Rising fuel costs and a highly competitive market put a dent in WestJet’s Q3 earnings but the carrier still managed to post net earnings of $45.9 million, a return to profitability compared to the one-off Q2, a blip in the company’s run of 52 consecutive profitable quarters.
Speaking to Travelweek this morning on a trip into Toronto, Bartrem says WestJet is well into its transformation from its start-up days as a low-cost carrier, to its new positioning as a full service global carrier.
It’s been 22 years since WestJet took to the skies as a fledgling upstart with a can-do attitude, down-to-earth corporate culture and fun, friendly service.
The trick now is to grow the airline and become “more relevant to more consumers”, and to go after premium travellers with its Business Class product, without alienating its core market and founding ethos, says Bartrem.
Some have suggested that WestJet has left its core values on the runway as it takes off for international status.
But there’s truth to the maxim ‘innovate or die’ and WestJet is focused on positioning itself for future growth amid increasing competition from LCCs, ULCCs and mainline carriers, and soaring fuel costs.
“To pine for the days of Wardair is frankly not relevant,” says Bartrem. “It’s lovely to say ‘remember when’ … but if that model was sustainable then they would still be in business.”
WestJet’s growth strategy kicked into high gear in the past few years with new service to Europe, including new addition Barcelona announced last week, with seasonal flights between Toronto and Barcelona starting in May 2019.
For summer 2019 WestJet will operate London (Gatwick) service from Vancouver, Edmonton, Winnipeg and Toronto, service from Halifax to Glasgow, London and Paris, and service between St. John’s and Dublin.
The news about the new Barcelona flights comes on the heels of WestJet’s recent announcement of its first 787 Dreamliner routes to Paris, London (Gatwick) and Dublin from Calgary.
The 787s are a critical part of WestJet’s expansion strategy, says Bartrem.

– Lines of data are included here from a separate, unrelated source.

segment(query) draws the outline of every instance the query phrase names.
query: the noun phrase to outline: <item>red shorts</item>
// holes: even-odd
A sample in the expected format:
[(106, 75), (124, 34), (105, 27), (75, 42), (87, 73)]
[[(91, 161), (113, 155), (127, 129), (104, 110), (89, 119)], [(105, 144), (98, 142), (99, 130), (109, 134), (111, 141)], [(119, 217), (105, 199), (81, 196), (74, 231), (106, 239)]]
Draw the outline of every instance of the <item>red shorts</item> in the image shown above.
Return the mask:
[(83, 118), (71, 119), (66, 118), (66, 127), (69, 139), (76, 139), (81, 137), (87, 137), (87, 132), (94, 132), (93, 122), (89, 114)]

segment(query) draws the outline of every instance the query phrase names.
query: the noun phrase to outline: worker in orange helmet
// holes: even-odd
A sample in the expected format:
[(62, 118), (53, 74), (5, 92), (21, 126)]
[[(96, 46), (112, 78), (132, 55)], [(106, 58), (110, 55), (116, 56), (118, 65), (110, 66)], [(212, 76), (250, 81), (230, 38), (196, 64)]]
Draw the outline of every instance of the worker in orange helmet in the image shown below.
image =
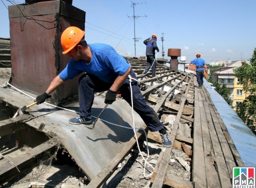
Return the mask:
[(201, 89), (204, 83), (204, 69), (206, 70), (206, 64), (204, 60), (201, 58), (201, 54), (198, 53), (196, 55), (196, 59), (192, 60), (189, 62), (190, 64), (195, 64), (196, 67), (196, 79), (198, 84), (198, 88)]
[[(63, 32), (60, 38), (62, 53), (68, 54), (72, 58), (64, 69), (53, 79), (45, 92), (35, 100), (37, 104), (44, 102), (64, 81), (84, 73), (79, 79), (78, 88), (79, 116), (69, 121), (73, 125), (91, 123), (95, 92), (107, 91), (104, 102), (111, 104), (116, 100), (118, 91), (131, 106), (128, 76), (138, 80), (129, 62), (114, 48), (105, 44), (87, 44), (84, 36), (84, 31), (76, 27), (69, 27)], [(137, 82), (133, 81), (131, 84), (134, 110), (150, 131), (159, 132), (164, 146), (171, 147), (172, 142), (164, 124), (156, 112), (147, 105)]]
[(156, 59), (155, 51), (156, 50), (157, 52), (158, 52), (159, 49), (156, 45), (157, 35), (156, 34), (153, 34), (151, 37), (152, 38), (149, 37), (143, 42), (143, 43), (147, 46), (146, 48), (147, 66), (145, 70), (142, 72), (142, 73), (146, 74), (149, 71), (150, 67), (151, 67), (152, 77), (154, 77), (156, 76), (156, 62), (155, 60)]

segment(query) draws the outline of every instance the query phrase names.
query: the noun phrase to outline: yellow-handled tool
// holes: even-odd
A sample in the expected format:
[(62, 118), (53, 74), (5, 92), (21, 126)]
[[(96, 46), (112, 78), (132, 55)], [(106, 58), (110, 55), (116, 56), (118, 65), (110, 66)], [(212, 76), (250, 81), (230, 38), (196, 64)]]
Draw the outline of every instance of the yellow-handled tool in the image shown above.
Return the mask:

Three of the new aircraft will be introduced in quick succession in the new year, with one plane delivered in January, followed by a second in February and a third in March.
More 787s are on the way for 2020 and 2021.
Asked if WestJet is looking at any non-Europe long-haul routes for its 787s – could Asia be a possibility? – Bartrem said getting familiar with the 787s is the first priority. Going into a new market like Asia means new countries, airports, languages, culture and more. “Getting to know the 787s in markets we already know is the smart move.”
Agents will have to wait and see what the airline has up its sleeve in terms of destinations, but back in 2015 WestJet was crunching the numbers on some 70 potential worldwide destinations, including more cities in Europe (Amsterdam and Rome were top contenders) as well as destinations in the South Pacific.
WestJet is also focusing its attention on the revamping of its 737 fleet to 737 MAX, a rollout that will continue over the next 18 to 24 months. “Our new premium cabin at the front of the plane is exciting news for travel agents,” says Bartrem. “Now they can sell our premium product.”
WestJet is also intent on bringing a fresh take on everything from its lounges to its digital experience, including the launch of its AI-powered chatbot on Facebook Messenger earlier this summer.
As good as WestJet’s website is, it can’t do everything, and agents are still a crucial factor in the airline’s success, says Bartrem. When WestJet announced its new 787 service to Europe, it also announced a special 12% incentive for business class bookings.
With the three new 787s coming in 2019, “we’ll have half a million seats on those planes and we’ll be looking to our agent partners to help us sell them.”
Agents are a major part of WestJet’s success, past and future, he added. “Especially in the start up days, the early days, we couldn’t have done it without the agent community.”